Resumen: En eta Tesis se estudia la regulación de las vías de las MAPK, ERK y JNK, en condiciones de apoptosis y diferneciación. Las células de neuroblastoma de ratón N2A entran en apoptosis al inhibir la PKCa, y para ello es necesaria la activación de JNK y la inhibición de ERK. Sin embargo, una línea derivada de las células N2A que sobre-expresan la proteína Bcl-2, es resistente a esta inducción de apoptosis, posiblemente por no producirse ni la inhibición de la vía en ERK ni la activación de la vía de JNK. Las células N2A se diferenciacian cuando se las ayuna de los factores de crecimiento presentes en el suero, cuando se las trata con geldanamicina (un inhibidor de la chaperona Hsp90) o SB203580 (un inhibidor de p38 y JNK), y cuando se las transfecta con una construcción de MEKK1 constitutivamente activa. En todas estas condiciones se produce la activación de ERK, que parece necesaria y suficiente para la diferenciación. También se han estudiado otros efectos de la geldanamicina. Este inhibidor induce apoptosis en las células PC12 e importantes cambios morfológicos en otros tipos celulares (mioblastos C2C12, keratinocitos 3D y PAM, células epiteliares HEK293 y BSC40) que confirman el efecto pleiotrópico de la inhibición de Hsp90.

Autor: MATA VICENTE M.TERESA.
Año: 1999.
Universidad: AUTONOMA DE MADRID.
Centro de lectura: CIENCIAS.
Centro de realización: HOSPITAL RAMON Y CAJAL.

Resumen: Listeria monocytogenes es un patógeno intracelular de origen alimentario.
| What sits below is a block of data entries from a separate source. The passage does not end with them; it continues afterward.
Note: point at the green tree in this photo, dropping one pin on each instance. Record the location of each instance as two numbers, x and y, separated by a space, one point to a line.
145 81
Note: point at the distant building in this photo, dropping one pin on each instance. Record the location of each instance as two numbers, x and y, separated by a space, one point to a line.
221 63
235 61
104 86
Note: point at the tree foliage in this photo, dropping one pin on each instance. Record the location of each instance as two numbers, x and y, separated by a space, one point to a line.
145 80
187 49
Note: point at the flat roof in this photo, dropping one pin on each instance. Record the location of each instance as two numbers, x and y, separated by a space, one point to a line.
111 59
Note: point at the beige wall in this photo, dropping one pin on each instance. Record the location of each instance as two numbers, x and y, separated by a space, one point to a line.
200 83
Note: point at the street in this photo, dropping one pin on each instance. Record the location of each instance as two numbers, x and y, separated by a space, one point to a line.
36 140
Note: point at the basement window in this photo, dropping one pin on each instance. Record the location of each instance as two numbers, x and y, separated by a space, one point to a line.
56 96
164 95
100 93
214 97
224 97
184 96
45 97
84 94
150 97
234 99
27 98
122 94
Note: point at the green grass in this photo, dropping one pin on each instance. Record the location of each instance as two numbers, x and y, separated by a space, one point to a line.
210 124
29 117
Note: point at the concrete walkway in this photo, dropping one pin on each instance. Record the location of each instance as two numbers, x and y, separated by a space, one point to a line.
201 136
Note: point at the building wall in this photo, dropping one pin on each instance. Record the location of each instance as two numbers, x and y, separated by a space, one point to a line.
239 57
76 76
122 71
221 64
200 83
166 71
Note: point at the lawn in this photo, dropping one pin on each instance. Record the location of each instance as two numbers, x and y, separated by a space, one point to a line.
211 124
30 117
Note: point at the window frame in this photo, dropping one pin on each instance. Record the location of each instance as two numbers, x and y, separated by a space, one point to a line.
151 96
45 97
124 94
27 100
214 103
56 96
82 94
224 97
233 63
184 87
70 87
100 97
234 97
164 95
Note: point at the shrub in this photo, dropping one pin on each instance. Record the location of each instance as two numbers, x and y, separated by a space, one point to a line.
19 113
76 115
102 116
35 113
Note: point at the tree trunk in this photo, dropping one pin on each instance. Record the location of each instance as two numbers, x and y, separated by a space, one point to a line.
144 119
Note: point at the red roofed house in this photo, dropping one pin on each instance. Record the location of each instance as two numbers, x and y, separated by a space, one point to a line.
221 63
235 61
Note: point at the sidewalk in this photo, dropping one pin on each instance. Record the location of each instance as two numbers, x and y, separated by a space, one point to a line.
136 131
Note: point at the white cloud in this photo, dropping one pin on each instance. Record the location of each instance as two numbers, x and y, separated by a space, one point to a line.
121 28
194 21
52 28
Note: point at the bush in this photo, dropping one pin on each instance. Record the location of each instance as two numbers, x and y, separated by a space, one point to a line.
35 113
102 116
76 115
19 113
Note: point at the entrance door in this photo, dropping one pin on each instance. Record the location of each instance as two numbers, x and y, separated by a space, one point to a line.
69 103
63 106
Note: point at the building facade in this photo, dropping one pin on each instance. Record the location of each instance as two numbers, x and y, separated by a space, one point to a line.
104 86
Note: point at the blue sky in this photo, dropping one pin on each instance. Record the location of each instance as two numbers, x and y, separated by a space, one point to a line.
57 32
Los análisis de una mutación en el gen gl2, el cual codifica una proteína de superficie, nos permiten pensar que se puede tratar de un receptor de osmolitos. La secuenciación a ambos lados tanto del gen gl2 como de flaR nos ha permitido indentificar tres nuevas secuencias codificantes mdetl1, trl1 y sprl1, cuyas correspondientes secuencias de aminoácidos presentan homología con transportadores de flujo de múltiples drogas, un regulador transcripcional y un regulador de antígeno de superficie, respectivamente. Los estudios interespecíficos llevados a cabo por hibridación o por PCR demuestran que las secuencias antes mencionadas sólo se encuentran en Listeria monocytogenes y en Listeria grayi, incluyendo a flaR en este grupo de genes. La caracterización del mutante construido mediante la inserción del plásmido pKSV7 en el gen mdetl1 nos ha permitido realizar un análisis comparativo de la función del gensalvaje con respecto al gen mutante, apreciándose una mayor sensibilidad de la cepa mutada LOTM1 frente a eritromicina, josamicina y clindamicina, con respecto a la cepa salvaje LO28. Estas bombas de flujo exportan no sólo antiobióticos, sino también otros compuestos tóxicos para la bacteria, tales como metales pesados, quedanto demostrado que la cepa LOTM1 tenía una mayor sensibilidad frente a ZnSO2, CoCl4, y K2CrO4. Otro compuesto tóxico para la célula es el bromuro de etidio, siendo posible medir el flujo de ésta sustancia, lo que nos permitió demostrar que nuestra proteína funcionaba como una bomba de flujo para dicha sustancia. Desde el punto de vista clínico, este gen (mdetl1) es muy interesante ya que la resistencia antibiótica de Listerina monocytogenes se ha convertido en un problema creciente desde la aparición de las primeras resistencias en 1988.